Implications for risk models
Global equity risk models like MSCI Barra GEM and Bloomberg MAC3 estimate country and industry factors jointly in the same cross-sectional regression. This is essential because:
- Industry composition varies by country (technology in the US, financials in the UK), confounding the two effects. Joint estimation disentangles them.
- The relative importance of country vs. industry shifts over time and across regimes. A model that drops one set of factors would be mis-specified in some periods.
- Even within the eurozone, maintaining separate country factors is justified.
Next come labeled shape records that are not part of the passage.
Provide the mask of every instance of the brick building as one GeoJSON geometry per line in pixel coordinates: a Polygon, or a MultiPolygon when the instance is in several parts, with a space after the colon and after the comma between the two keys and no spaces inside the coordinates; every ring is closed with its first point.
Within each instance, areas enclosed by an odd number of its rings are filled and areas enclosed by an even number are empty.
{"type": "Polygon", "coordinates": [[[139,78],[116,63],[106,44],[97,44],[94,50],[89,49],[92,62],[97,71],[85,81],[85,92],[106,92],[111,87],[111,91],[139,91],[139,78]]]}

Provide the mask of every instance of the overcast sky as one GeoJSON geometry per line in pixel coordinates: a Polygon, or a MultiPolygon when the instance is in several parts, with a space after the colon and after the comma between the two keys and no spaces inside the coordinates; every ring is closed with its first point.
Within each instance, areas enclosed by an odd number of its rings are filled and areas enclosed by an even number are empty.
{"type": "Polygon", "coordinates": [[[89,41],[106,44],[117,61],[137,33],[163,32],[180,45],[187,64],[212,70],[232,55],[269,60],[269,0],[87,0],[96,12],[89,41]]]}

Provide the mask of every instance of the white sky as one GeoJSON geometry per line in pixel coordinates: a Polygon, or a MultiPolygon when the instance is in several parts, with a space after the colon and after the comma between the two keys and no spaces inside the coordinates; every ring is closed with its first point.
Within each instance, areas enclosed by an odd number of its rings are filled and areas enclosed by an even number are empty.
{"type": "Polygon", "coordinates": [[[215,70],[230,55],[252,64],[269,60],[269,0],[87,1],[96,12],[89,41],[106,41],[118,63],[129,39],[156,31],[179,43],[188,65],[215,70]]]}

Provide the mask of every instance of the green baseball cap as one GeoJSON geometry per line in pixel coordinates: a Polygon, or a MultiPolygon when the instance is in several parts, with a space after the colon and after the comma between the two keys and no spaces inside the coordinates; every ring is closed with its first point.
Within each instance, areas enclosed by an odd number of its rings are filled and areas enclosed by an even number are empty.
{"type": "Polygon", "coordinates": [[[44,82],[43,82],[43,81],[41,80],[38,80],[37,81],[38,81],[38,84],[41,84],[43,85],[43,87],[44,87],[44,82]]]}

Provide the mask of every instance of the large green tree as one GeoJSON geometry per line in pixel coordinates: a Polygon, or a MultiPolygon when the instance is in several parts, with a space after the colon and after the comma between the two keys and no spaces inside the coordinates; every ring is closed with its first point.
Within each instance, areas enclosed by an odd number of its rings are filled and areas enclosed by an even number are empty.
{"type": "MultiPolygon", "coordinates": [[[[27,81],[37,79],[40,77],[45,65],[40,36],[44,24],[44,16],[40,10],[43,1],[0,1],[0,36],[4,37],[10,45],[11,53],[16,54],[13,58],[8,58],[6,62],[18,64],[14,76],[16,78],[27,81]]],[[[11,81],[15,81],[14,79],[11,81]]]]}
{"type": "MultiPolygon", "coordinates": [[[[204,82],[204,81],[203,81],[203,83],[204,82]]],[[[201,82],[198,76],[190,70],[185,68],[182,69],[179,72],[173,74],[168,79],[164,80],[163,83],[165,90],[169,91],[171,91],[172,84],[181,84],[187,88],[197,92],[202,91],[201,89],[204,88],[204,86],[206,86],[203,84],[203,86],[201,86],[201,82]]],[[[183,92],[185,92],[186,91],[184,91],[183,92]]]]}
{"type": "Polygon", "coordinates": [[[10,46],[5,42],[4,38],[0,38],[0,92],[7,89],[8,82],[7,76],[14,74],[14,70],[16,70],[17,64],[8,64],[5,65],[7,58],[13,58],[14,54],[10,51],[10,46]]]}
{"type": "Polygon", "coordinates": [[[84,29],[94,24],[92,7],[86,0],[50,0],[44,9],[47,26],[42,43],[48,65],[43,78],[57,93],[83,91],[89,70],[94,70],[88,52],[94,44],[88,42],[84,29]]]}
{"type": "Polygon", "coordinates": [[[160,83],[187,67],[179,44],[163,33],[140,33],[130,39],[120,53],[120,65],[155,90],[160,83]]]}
The sovereign debt crisis showed that dormant country risk can re-emerge rapidly, and a model that collapsed eurozone countries into a single factor would have badly underforecast risk in 2010-2012.
Implications for portfolio construction
- In a pan-eurozone core portfolio, sector allocation is at least as important as country allocation for managing tracking error.
- Once the portfolio extends to periphery, UK, or CEE, country allocation reasserts itself as the primary risk driver.
- During stress periods, country effects spike across all of Europe regardless of pre-crisis integration levels, making geographic diversification valuable precisely when it is most needed.
Key references
- Heston, S. L. and Rouwenhorst, K. G. (1994). “Does Industrial Structure Explain the Benefits of International Diversification?” Journal of Financial Economics, 36(1), 3-27.
- Griffin, J. M. and Karolyi, G. A. (1998). “Another Look at the Role of the Industrial Structure of Markets for International Diversification Strategies.” Journal of Financial Economics, 50(3), 351-373.
- Baca, S. P., Garbe, B. L., and Weiss, R. A. (2000). “The Rise of Sector Effects in Major Equity Markets.” Financial Analysts Journal, 56(5), 34-40.
- Cavaglia, S., Brightman, C., and Aked, M. (2000). “The Increasing Importance of Industry Factors.” Financial Analysts Journal, 56(5), 41-54.
- Brooks, R. and Del Negro, M. (2004). “The Rise in Comovement across National Stock Markets: Market Integration or IT Bubble?” Journal of Empirical Finance, 11(5), 659-680.
- Carrieri, F., Errunza, V., and Sarkissian, S. (2004). “Industry Risk and Market Integration.” Management Science, 50(2), 207-221.
- Ferreira, M. A. and Ferreira, M. A. (2006). “The Importance of Industry and Country Effects in the EMU Equity Markets.” European Financial Management, 12(3), 341-373.
- Moerman, G. A. (2008). “Diversification in Euro Area Stock Markets: Country Versus Industry.” Journal of International Money and Finance, 27(7), 1122-1134.
- Bekaert, G., Harvey, C. R., Lundblad, C. T., and Siegel, S. (2013). “The European Union, the Euro, and Equity Market Integration.” Journal of Financial Economics, 109(3), 583-603.